SforAiDl / genrl

A PyTorch reinforcement learning library for generalizable and reproducible algorithm implementations with an aim to improve accessibility in RL
https://genrl.readthedocs.io
MIT License
403 stars 59 forks source link

Adding a new Data Bandit using the Titanic Data #301

Closed TMorville closed 4 years ago

TMorville commented 4 years ago

I am getting an error that might be related to #300, or possibly to do with custom implementation.

To reproduce:

1) Make a user and download the data here: https://www.kaggle.com/c/titanic 2) Running this code creates as genrl compatible data set

def _format_titatic():

    gender_submission = pd.read_csv('gender_submission.csv')
    test = pd.read_csv('test.csv')
    train = pd.read_csv('train.csv')

    train_str = train.select_dtypes(include='object').fillna('0')
    train_float = train.select_dtypes(include='float64')
    train_int = train.select_dtypes(include='int64')

    le = LabelEncoder()

    train_str_enc = train_str.apply(le.fit_transform)

    train_enc = pd.concat([train_str_enc, train_float, train_int], axis=1)

    _df = pd.DataFrame()

    _df[0] = train_enc.Survived + 1

    for i, c in enumerate(list(train_enc.drop('Survived', axis=1))):
        _df[i + 1] = train_enc[c]

    return _df

Now run the custom bandit code with the small change from #300 (still to be confirmed if actually an error):

import torch

from typing import Tuple
from genrl.utils.data_bandits.base import DataBasedBandit

class TitanicDataBandit(DataBasedBandit):

    def __init__(self, **kwargs):
        super(TitanicDataBandit, self).__init__(**kwargs)
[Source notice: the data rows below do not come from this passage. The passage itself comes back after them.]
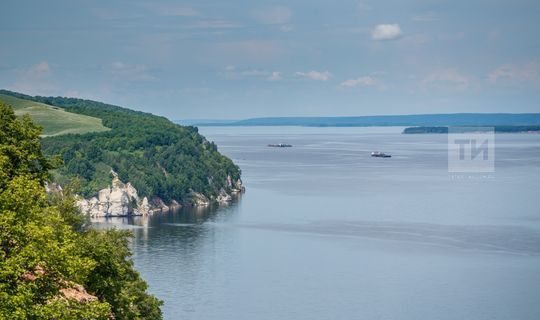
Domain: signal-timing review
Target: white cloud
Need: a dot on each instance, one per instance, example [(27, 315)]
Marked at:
[(386, 32), (171, 10), (274, 15), (41, 68), (275, 76), (36, 80), (447, 79), (177, 11), (362, 7), (315, 75), (511, 74), (426, 17), (213, 24), (364, 81), (131, 71)]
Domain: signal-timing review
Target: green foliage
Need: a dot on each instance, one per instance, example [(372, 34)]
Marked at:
[(158, 157), (55, 121), (44, 247)]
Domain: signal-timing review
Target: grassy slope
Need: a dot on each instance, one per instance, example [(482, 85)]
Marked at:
[(54, 120)]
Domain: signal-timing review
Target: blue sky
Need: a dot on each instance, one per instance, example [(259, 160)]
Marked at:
[(240, 59)]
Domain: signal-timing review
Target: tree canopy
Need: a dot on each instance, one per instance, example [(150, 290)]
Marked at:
[(158, 157), (53, 266)]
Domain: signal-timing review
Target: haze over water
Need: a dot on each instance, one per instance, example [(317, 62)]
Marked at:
[(325, 231)]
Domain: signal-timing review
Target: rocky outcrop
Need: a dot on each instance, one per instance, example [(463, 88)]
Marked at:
[(196, 199), (236, 186), (223, 197), (121, 199), (117, 200)]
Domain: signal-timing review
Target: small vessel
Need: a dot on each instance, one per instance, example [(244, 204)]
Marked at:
[(379, 154), (280, 145)]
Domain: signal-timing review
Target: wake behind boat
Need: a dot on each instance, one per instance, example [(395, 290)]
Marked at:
[(379, 154), (280, 145)]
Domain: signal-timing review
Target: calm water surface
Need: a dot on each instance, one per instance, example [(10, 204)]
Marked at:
[(324, 231)]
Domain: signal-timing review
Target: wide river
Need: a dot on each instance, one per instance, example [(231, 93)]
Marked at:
[(324, 231)]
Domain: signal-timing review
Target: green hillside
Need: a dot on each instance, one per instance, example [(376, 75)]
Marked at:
[(54, 120), (160, 159)]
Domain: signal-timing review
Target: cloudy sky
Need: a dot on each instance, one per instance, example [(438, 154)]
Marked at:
[(238, 59)]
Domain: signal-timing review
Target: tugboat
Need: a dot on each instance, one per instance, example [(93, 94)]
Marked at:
[(280, 145), (379, 154)]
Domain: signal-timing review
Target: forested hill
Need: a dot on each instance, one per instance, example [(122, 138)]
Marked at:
[(158, 157), (453, 119)]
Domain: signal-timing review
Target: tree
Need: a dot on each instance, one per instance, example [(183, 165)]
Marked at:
[(48, 266)]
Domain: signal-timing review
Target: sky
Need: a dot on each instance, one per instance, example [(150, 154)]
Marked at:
[(242, 59)]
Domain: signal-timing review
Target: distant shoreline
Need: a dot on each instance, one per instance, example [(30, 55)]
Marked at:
[(496, 129), (419, 120)]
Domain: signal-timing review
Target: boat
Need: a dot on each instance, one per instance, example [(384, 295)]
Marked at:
[(379, 154), (280, 145)]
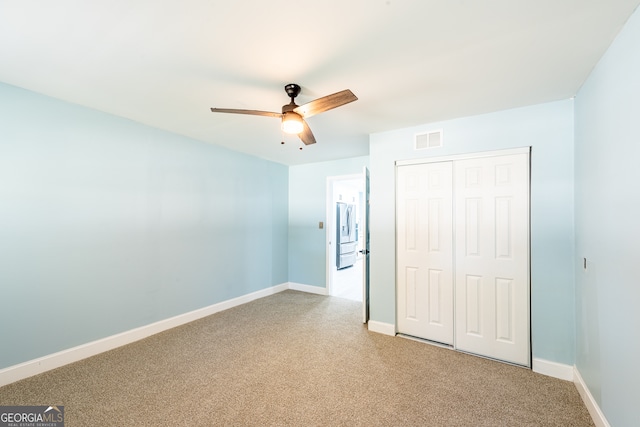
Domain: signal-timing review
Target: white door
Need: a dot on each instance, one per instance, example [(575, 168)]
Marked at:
[(492, 257), (425, 251), (365, 249)]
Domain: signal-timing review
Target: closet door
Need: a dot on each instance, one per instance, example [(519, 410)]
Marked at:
[(425, 251), (492, 257)]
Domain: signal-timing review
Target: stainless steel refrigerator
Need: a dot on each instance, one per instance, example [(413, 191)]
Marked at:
[(346, 241)]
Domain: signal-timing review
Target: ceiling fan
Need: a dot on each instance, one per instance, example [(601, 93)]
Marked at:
[(293, 116)]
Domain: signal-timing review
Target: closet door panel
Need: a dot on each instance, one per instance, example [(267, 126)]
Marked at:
[(425, 251), (492, 257)]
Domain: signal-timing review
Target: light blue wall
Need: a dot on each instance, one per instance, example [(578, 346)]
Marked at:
[(548, 129), (607, 128), (107, 225), (307, 207)]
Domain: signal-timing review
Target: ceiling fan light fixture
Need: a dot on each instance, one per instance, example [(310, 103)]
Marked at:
[(292, 123)]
        self._df = _format_titatic()
        self.n_actions = len(self._df[0].unique())
        self.context_dim = self._df.shape[1] - 1
        self.len = len(self._df)

        print(self.n_actions, self.context_dim, self.len)

    def reset(self) -> torch.Tensor:
        self._reset()
        self.df = self._df.sample(frac=1).reset_index(drop=True)
        return self._get_context()

    def _compute_reward(self, action: int) -> Tuple[int, int]:
        label = self._df.iloc[self.idx, 0]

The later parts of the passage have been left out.